7.Lawfulness of Processing
The DPO shall ensure processing is lawful and document the lawful grounds for processing
Where processing involves data of children parental consent must be provided and documented.
Apart from storage processing shall cease immediately where there are no longer lawful grounds for processing.
Data Subjects shall be informed of processing activities and provided statutory information at the time data is collected
If data is collected form a source other than a Data Subject, they shall be informed of processing activities and provided statutory information as soon as practicable but within no more than 10 working days.
The DPO shall review the published Data Protection Policy and Privacy Notice quarterly for any inaccuracies relating to their processes.
9. Data Protection
Information Systems and processes shall be designed to comply with the requirements of this policy
Process and System owners shall implement appropriate technical and organisational measures to ensure that data protection is incorporated into processes and systems by design and default.
Processing activities and information systems shall be designed to ensure the minimum personal data is stored and for the minimum period necessary.
All information Systems shall ensure their systems undergo a Data Protection Impact Analysis (DPIA)
10. Security of Processing
The DPO shall be accountable for ensuring systems meet the minimum required standards for security
Personal Data Breaches shall be reported to the DPO as soon as possible but no later than 24 hours after detection.
11. Accuracy of Processing
The DPO shall ensure data remains accurate and where inaccurate corrected as soon as possible but no later than 5 working days from when the error is reported and verified.
With the exemption of data held under statutory exemptions personal data shall not be retained any longer than necessary
13. Data Subject Access
DPO shall ensure those processing data understand how to identify a Data Subject Access Request (SAR)

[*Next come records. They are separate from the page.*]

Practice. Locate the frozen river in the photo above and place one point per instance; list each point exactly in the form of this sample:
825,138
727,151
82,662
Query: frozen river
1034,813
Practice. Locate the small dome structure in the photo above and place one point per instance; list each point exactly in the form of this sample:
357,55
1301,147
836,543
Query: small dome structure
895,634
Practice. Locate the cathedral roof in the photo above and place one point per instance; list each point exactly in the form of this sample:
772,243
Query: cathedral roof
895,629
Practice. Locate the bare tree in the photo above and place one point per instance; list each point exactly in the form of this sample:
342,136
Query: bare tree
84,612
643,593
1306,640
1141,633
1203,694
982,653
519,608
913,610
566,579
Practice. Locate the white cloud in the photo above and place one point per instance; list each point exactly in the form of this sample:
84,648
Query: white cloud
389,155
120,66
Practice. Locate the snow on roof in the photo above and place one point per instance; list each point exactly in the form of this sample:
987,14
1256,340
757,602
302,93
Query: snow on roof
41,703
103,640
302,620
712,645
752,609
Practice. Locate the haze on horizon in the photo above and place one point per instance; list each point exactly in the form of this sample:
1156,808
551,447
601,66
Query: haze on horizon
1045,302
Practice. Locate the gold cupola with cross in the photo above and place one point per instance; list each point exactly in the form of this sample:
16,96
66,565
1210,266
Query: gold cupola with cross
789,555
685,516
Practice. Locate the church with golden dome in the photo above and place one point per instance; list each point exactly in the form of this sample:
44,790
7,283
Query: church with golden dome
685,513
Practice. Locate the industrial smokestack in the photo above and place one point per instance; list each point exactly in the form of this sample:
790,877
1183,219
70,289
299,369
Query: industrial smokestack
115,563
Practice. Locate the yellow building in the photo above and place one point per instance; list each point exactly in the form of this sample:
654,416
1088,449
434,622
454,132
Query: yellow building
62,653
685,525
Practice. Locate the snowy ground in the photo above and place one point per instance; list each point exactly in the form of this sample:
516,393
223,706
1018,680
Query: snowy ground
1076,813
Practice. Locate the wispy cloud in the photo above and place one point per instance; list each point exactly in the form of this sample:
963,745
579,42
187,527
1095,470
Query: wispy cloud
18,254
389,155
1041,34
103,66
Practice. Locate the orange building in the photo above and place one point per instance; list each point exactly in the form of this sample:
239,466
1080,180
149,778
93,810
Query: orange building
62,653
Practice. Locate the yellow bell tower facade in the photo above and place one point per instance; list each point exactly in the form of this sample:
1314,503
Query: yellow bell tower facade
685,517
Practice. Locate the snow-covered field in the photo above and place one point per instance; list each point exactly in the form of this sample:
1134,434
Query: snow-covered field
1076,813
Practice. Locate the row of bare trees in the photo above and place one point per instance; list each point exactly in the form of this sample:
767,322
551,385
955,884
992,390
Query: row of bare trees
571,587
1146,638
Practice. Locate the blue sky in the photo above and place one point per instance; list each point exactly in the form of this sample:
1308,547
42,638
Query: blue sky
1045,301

SARs shall be recorded in a register owned by the DPO
SARs shall be completed as soon as possible but no more than 30 calendar days from request.
SARs shall not incur a charge
SARs shall be processed electronically if this is requested by the Data Subject.

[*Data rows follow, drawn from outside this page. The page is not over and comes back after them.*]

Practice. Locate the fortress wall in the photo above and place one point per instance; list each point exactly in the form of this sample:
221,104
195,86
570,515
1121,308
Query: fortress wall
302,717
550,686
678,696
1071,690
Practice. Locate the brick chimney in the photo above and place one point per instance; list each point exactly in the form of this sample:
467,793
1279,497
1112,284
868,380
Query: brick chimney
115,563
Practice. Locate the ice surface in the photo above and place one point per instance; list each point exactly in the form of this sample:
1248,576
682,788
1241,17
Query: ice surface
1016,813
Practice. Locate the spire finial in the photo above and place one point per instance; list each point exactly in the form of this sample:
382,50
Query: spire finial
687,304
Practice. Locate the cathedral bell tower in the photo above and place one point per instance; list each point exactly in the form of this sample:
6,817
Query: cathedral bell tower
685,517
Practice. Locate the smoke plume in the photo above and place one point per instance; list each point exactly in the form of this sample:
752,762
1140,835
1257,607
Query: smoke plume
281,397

Reasonable steps shall be taken to verify the identity of the Data Subject prior to providing access to their Personal Data.
System owners shall ensure appropriate resource is made available to support SARs.
Reasonable steps shall be made to seek the permission of Third Parties prior to including their information within an access request. Where permission is not provided the DPO shall be consulted to determine whether data should be provided or redacted.
Requested information shall be communicated to the Data Subject securely
14. Third Party Processing
Processing activities shall not be outsourced to a Third Party without a binding written contract that sets out the subject matter and duration of the processing , the type of personal data and categories of data subjects and the obligations and rights of this organisation
DPOs engaging Third Party Processors shall ensure continuing compliance with this policy and maintain accurate records of relevant meetings and compliance visits
15. Roles and Responsibilities
The Board has overall responsibility for this policy
Senior management shall ensure appropriate resources are made available to support the implementation of this policy throughout
All those in scope of this policy are responsible for adhering to the requirements of this policy
The DPO is responsible for monitoring compliance with this policy and shall report to the Board on compliance
The DPO shall be the contact point for all matters relating to the ICO.